Macron revient encore sur son couac avec Roch Kaboré à l’Université de Ouagadougou : « C’est ridicule »

A Abidjan où il poursuit sa tournée en Afrique de l’Ouest et participe au 5ème Sommet Union européenne – Union africaine, le président français, Emmanuel Macron est revenu sur le couac qu’il a eu le mardi à Ouagadougou avec son homologue du Burkina Faso Roch Marc Christian Kaboré. Dans un entretien qu’il a accordé à des confrères français depuis le siège de son ambassade à Abidjan, le président Macron a déploré les commentaires qui ont traité de « raciste » sa réaction devant les étudiants burkinabé quand Roch Kaboré s’était levé de la salle alors qu’il l’indexait sur une question de son auditoire. Emmanuel Macron, qui répondait à une question sur l’électrification au Burkina quand il avait constaté que son hôte du jour, peut-être agacé par ses propos, l’abandonnait dans la salle, avait lancé avec un brin d’humour que ce dernier  allait sans doute réparer le climatiseur. Ces propos, certains chefs d’Etat les auraient trouvés blessant de sa part. De quoi offusquer le président français qui qualifié de « ridicule », l’appréhension qu’ils font de ce qui s’est passé dans la salle de l’Université de Ouaga 1. « Tout çà est ridicule. C’est ridicule, d’abord parce que les commentateurs étaient en contact. Vous étiez là, et vous aviez vu qu’il n’y avait rien de ce qui a été commenté.

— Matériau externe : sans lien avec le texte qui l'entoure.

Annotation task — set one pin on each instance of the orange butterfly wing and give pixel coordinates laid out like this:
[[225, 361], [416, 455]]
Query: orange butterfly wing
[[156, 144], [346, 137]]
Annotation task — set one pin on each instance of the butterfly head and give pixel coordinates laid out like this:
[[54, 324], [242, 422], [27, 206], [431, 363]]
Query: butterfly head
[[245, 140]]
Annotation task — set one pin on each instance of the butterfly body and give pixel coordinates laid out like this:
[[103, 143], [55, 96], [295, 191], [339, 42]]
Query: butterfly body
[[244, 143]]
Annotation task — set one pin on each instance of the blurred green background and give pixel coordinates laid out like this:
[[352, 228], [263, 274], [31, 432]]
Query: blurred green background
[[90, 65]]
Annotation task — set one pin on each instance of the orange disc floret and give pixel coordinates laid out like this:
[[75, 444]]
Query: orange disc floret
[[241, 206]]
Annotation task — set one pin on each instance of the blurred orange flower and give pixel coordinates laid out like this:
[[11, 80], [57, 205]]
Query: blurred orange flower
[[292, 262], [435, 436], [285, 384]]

Il y avait simplement l’énergie, la vitalité et la sincérité d’un moment et de son instantanéité », a réagi Emmanuel Macron quelque peu contrarié, qui indexe ceux qui auraient apprécié autrement son geste. « Ce sont eux les vrais paternalistes, parce que c’est considérer qu’on ne peut pas faire d’humour quand on parle à un dirigeant africain », fait noter le patron de l’Elysée.

Mais, aurait-il fait le même humour avec Angela Merkel ? Sur cette question des confrères de Radio France internationale et de France 24, Macron est formel : « Je confirme. J’aurai fait de l’humour avec tout dirigeant européen avec qui j’ai cette relation. Nous n’avons pas ce type de relation avec Angela Merkel. Je l’ai par exemple avec Jean Claude Juncker, je l’ai avec le Premier ministre luxembourgeois. Ça dépend de la relation personnelle ». Quid de Roch Kaboré ? Là-aussi, le président français affirme sa relation décomplexée avec le président burkinabé. « Il se trouve qu’avec Roch Kaboré nous nous entendons bien, et donc nous plaisantons, et d’ailleurs il ne vous aura pas échappé que ça l’a fait rire. Il est d’ailleurs revenu, il a fait un geste en partant ».

Au demeurant, pour le président de l’ancienne puissante coloniale de l’Afrique francophone, l’humour devrait être compris comme une matérialisation de ces relations décomplexées qu’il entend construire désormais avec les dirigeants africains. C’est une façon à lui de tourner la page des blocages à l’époque de la tutelle et de ses colonies. « L’humour, le rire, mais c’est une relation d’égal à égal. C’est-à-dire qu’on peut plaisanter de soi et de l’autre. Voyez bien, il y aurait des sujets interdits quand on vient en Afrique. Il y aurait des vérités qu’on ne pouvait pas se dire. Ça fait partie de ces blocages. On doit pouvoir se dire les choses de manière dépassionnée, et on doit pouvoir aussi plaisanter ». Et Emmanuel Macron de revenir sur ce qui s’est réellement passé et qui continue de susciter des commentaires. « Il se trouve qu’il allait – comme vous l’avez dit très joliment – faire une pause technique, et que la jeune fille m’avait interpellé de manière lyrique sur le fait qu’on allait inaugurer une Centrale solaire mais qu’ici la clim ne marchait pas. Je lui ai dit surtout que la climatisation de l’Université de Ouaga 1, ce n’était pas le président de la République français qui allait la régler, parce que ça n’était pas de mes compétences. La climatisation de Nanterre ou de Paris 1, peut-être », a réaffirmé le locataire de l’Elysée.